Government critics threatened
Lopez most recently worked, among other things, as a legal advisor to a small farmers' movement opposed to the construction of the billion-dollar Nicaragua Canal project. She is the daughter of former Sandinista guerrilla fighter and later Ortega critic Monica Baltodano.
Before that, the leader of the campesino movement, who had previously reported on serious human rights violations by the Ortega government, had already fled to Costa Rica. She had also been massively threatened. Environmentalists and farmers accuse the government of expropriating land for purely economic reasons. In addition, the planned Nicaragua Canal is an ecological disaster.
Meanwhile, the Nicaraguan bishops renewed their criticism of the regime: In view of the prevailing violence, Nicaragua will have no future with Ortega, said the Secretary General of the Bishops' Conference and Bishop of Esteli Juan Abelardo Mata Guevara.
Activists report "blacklisting"
Repression in the country continues to increase, according to reports from human rights organizations. Activists post videos online purporting to show arbitrary and brutal arrests of government opponents. There are reportedly "blacklists" to systematically isolate, arrest or even kill government critics.
International journalists are arrested and deported. On top of that, the Nicaraguan justice system is cracking down on demonstrators with draconian punishments. The whereabouts of a group of arrested students is unknown; there are reports of torture and sexual assault in the detention centers.

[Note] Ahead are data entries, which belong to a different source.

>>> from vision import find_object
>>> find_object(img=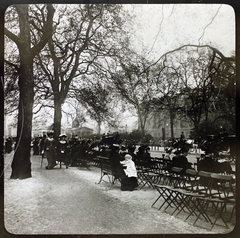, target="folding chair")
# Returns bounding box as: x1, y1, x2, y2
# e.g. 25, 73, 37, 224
207, 173, 236, 229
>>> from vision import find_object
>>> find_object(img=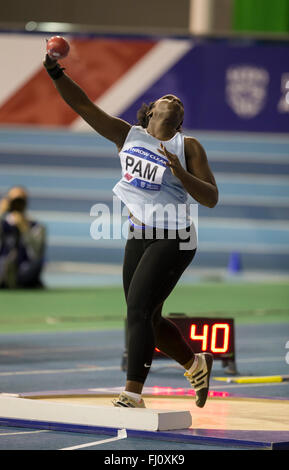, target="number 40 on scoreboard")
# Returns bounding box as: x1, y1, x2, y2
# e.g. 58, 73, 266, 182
155, 314, 235, 360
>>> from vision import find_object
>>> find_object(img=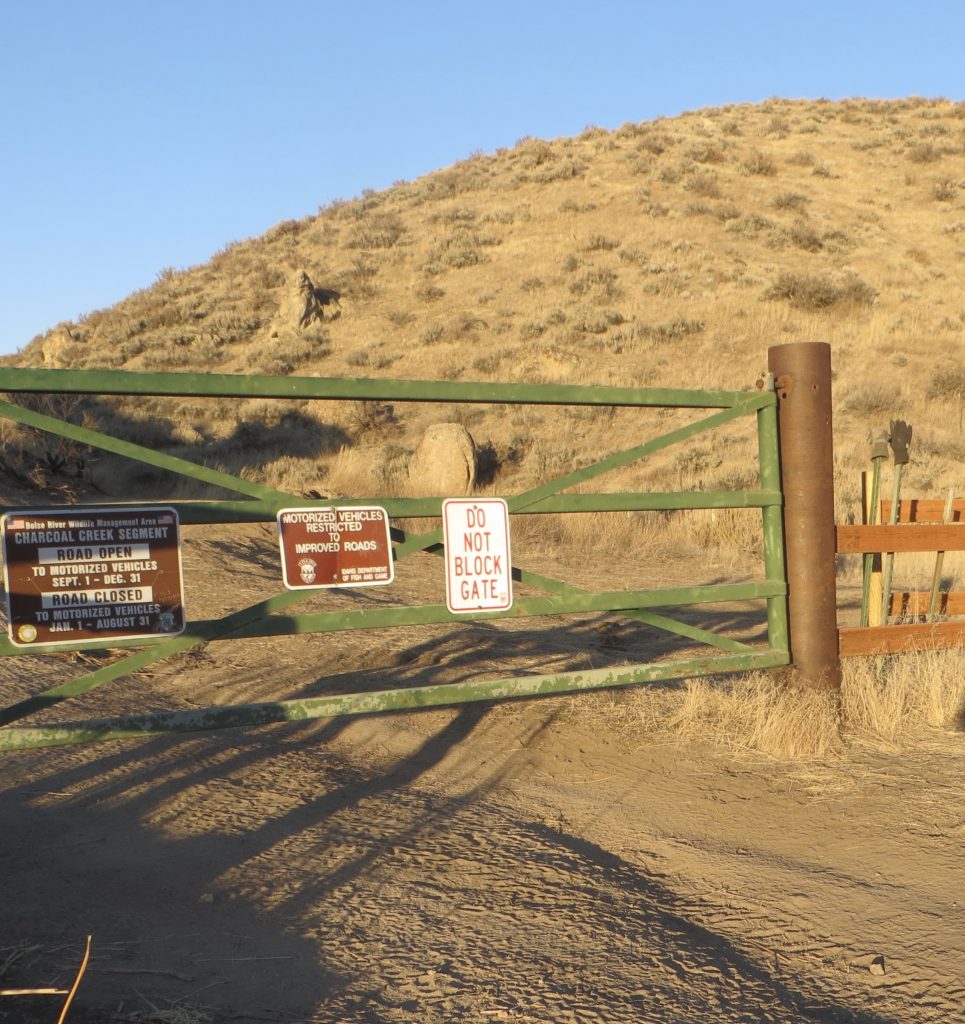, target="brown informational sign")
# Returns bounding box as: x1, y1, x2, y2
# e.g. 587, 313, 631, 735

Opposition calls for dialogue
The opposition reacts with unity. Last week, more than 40 organizations signed a joint pact. They ask the government to return to the so-called table of the National Dialogue. The talks should be continued under international observation, they demanded.
The Human Rights Commission of the Organization of American States recently sharply criticized the conditions in Nicaragua; in the meantime, the Ortega government refuses to communicate with the OAS.
Protests against government
The current crisis in Nicaragua had ignited in mid-April over a pension reform that has since been withdrawn. Subsequently, the protests were directed against restrictions on freedom of the press and freedom of opinion, as well as against state violence. Now civil society representatives are calling for President Ortega's immediate resignation.
The rejects this and instead blames the opposition for the outbreaks of violence. Since the beginning of the protests, more than 300 people have died and thousands have been injured. Catholic Church accuses government of serious human rights violations. Ortega, meanwhile, accused the bishops of plotting a coup against him.